Belediye ilk kez ölçüm yaptı psikolojik rahatsızlık Araştırma, Buenos Aires'te yaşayan her on kişiden üçünün kaygı veya depresyon belirtileri gösterdiğini gösterdi. Bu eksiklik psikolojik rahatlık Kadınlarda, işsizlerde, tek ebeveynli evlerde ve güney mahallelerinde yaşayanlarda daha sık görülüyor.
olan kişilerde belirtiler daha kötüdür. Cep telefonu kullanımında yüksek bağımlılık riskipsikoaktif madde tüketiminde ve çevrimiçi kumarda.
Veriler, İnsani Gelişme ve Buenos Aires Habitat Bakanlığı'nın Arjantin Sosyal Borç Gözlemevi (ODSA-UCA) ile birlikte hazırladığı Bağımlılık Riski Uygulamaları Araştırması (EPRA) 2024'ten geliyor.
Ekim ve Aralık 2024 arasında gerçekleştirilen anket, 6.000 yüz yüze anket– büyüyen ve endişe verici bir eğilimi rakamlarla ortaya koyuyor: psikolojik rahatsızlık Buenos Aires sakinlerinin neredeyse üçte birini etkiliyor. 18 ila 75 yaşları arasındaki Buenos Aires sakinlerinin %28,6'sı endişeli veya depresyonda olduklarını söyledi.
Bir eğilim olup olmadığını görmek için her 4 yılda bir tekrarlanmayı amaçlayan çalışma, en sık görülen belirtilerin şunlar olduğunu gösteriyor: sinirlilik, sebepsiz yorgunluk ve her şeyin çok fazla çabaya mal olduğu hissi.
Ankete katılanların %63'ü geçen ay gergin olduklarını kabul etti; %60'ı görünürde hiçbir sebep yokken kendilerini bitkin hissettiklerini söyledi ve yarıdan fazlası genel bir enerji eksikliğinin olduğunu kabul etti.
Bu rahatsızlığı ölçmek için Klinik bir tanı ölçütü değildir– Raporda, son 30 gün içindeki kaygı ve depresyon belirtilerinin sıklığını tahmin etmeye olanak tanıyan, geçerliliği onaylanmış bir uluslararası araç olan Kessler Psikolojik Sıkıntı Ölçeği (K10) kullanıldı.
Ölçek, “hiçbir zaman”dan “her zaman”a kadar değişen beş yanıt düzeyine sahip on sorudan oluşmaktadır.
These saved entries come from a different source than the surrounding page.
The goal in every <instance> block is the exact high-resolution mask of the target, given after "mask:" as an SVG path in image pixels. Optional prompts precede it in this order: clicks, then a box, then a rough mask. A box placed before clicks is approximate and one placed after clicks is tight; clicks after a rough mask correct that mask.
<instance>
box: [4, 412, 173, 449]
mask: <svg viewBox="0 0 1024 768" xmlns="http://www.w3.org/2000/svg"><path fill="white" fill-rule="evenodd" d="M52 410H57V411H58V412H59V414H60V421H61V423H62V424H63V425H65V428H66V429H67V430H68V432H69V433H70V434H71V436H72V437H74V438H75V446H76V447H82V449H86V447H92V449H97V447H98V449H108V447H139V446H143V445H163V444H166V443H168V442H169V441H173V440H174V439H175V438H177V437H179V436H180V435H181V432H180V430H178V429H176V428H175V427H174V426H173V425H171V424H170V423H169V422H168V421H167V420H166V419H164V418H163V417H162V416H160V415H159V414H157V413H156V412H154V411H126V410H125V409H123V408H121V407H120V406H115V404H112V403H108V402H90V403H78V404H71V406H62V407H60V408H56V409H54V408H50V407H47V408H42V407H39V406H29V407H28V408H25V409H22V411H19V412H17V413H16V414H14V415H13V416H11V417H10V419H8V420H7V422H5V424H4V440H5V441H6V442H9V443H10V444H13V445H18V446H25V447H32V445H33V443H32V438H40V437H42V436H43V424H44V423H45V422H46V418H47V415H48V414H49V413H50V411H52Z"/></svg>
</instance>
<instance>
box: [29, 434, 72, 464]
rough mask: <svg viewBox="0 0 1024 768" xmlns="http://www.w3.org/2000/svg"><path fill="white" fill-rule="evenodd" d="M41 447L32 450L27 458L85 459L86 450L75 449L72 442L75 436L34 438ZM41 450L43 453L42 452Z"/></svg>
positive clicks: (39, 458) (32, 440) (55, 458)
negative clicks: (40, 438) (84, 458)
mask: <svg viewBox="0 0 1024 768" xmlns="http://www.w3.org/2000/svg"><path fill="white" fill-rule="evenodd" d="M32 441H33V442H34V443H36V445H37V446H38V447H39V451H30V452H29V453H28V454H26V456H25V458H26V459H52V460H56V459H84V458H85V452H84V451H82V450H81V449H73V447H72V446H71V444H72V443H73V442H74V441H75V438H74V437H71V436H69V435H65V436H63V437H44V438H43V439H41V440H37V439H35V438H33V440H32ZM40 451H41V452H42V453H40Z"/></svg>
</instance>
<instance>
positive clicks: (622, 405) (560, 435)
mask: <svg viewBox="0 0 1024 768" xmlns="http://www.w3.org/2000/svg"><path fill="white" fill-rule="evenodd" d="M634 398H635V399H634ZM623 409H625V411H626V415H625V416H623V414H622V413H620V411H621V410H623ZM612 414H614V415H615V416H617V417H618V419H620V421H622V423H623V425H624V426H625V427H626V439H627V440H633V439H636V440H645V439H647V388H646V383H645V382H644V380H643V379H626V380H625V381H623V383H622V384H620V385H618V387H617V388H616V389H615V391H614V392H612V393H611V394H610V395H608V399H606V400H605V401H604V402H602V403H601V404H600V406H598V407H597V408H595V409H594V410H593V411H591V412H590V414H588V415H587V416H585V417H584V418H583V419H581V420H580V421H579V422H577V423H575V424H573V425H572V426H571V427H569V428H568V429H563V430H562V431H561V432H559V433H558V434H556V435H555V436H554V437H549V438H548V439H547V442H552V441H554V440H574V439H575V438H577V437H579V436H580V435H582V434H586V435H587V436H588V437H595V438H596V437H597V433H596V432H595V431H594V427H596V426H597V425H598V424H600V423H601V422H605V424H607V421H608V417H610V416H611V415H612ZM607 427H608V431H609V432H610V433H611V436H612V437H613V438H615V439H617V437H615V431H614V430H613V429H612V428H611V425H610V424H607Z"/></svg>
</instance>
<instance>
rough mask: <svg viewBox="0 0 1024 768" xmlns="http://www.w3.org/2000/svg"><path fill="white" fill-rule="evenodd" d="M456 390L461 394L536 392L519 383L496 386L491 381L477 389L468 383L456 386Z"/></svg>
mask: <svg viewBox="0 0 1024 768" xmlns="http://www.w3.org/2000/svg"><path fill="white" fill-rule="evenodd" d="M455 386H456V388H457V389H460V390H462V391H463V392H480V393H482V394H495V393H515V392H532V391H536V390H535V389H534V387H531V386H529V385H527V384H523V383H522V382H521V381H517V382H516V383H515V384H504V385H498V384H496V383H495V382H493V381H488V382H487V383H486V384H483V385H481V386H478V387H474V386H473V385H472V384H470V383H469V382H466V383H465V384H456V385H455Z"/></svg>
Nihai sonuç, belirli bir klinik bozukluğu tanımlamadan, rahatsızlık göstermeyenler ile hafif, orta veya şiddetli biçimde rahatsızlık çekenler arasında ayrım yapmamıza olanak tanır.
Bu verilere göre ne yapılacak? Psikolojik bakım için kaynak tahsisine mi odaklanacaklar?
“Sağlık efektörlerimiz olan CeSAC'lerimiz bu bilgilere dayanarak hareket ediyor. Nasıl olduğuna dair derinlemesine bir inceleme yapıyoruz kibrit Daha doğrusu arz ve talep. Mesafe açısından bu kadar küçük bir şehirde, bu sadece mesafelerin (servis için) kısalması değil, aynı zamanda herhangi bir coğrafi korelasyon olup olmadığına bakın, Şehrin bazı kesimlerinde bir şeyler oluyorsa, kamu politikanızda neyi ayarlamanız gerektiğini görebilmek ve demografik yapı ve bu eşitsizlik hakkında ne anlayabileceğinizi görmek için” diye yanıt veriyor Zurna Gabriel Mraida, İnsani Gelişme ve Kentin Habitat Bakanı.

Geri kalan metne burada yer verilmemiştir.